On a more trivial note, this film juxtaposes all its science and history and personal narrative with some mystic pronouncements of a Jungian therapist, which centers a lot around a kind of “theology of coincidences” (called “synchronicities”), whereby it is suggested “coincidences” entail the intervention of a benevolent spiritual power in the universe. In actuality, coincidences are simply the product of mathematics; that we think there is anything remarkable about them is caused by commonplace cognitive errors in human perception and reasoning, not any real causal power in the universe (see my article Everything You Need to Know about Coincidences).

Conclusion

Finally, I’ll be clear: Williams’ ideas are not credible as history, but they are interesting and worthwhile as science. He won’t really ever confirm anything about the life or death of Jesus, nor confirm any conjunction of events (there won’t be any evidence proving an earthquake, dust storm, and lunar eclipse all converged on the same day, or even shared the same month).
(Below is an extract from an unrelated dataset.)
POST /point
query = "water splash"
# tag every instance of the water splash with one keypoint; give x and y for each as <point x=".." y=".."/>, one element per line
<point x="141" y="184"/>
But he will be producing a lot of valid information about Event C, and thus he will be adding to the scientific historical record of geological events regardless; and in the process, setting standards by which the same techniques and tools can be used to further study other seismic events in the Dead Sea sedimentary record. So I don’t want to give the impression that this movie sells anything as ridiculous as Magical Earthquake Ray Beams Caused the Shroud of Turin (yes, that’s a thing). To the contrary, this is a neat and interesting thing to watch. You’ll disagree with some parts, roll your eyes at others, but on balance it’s kind of cool.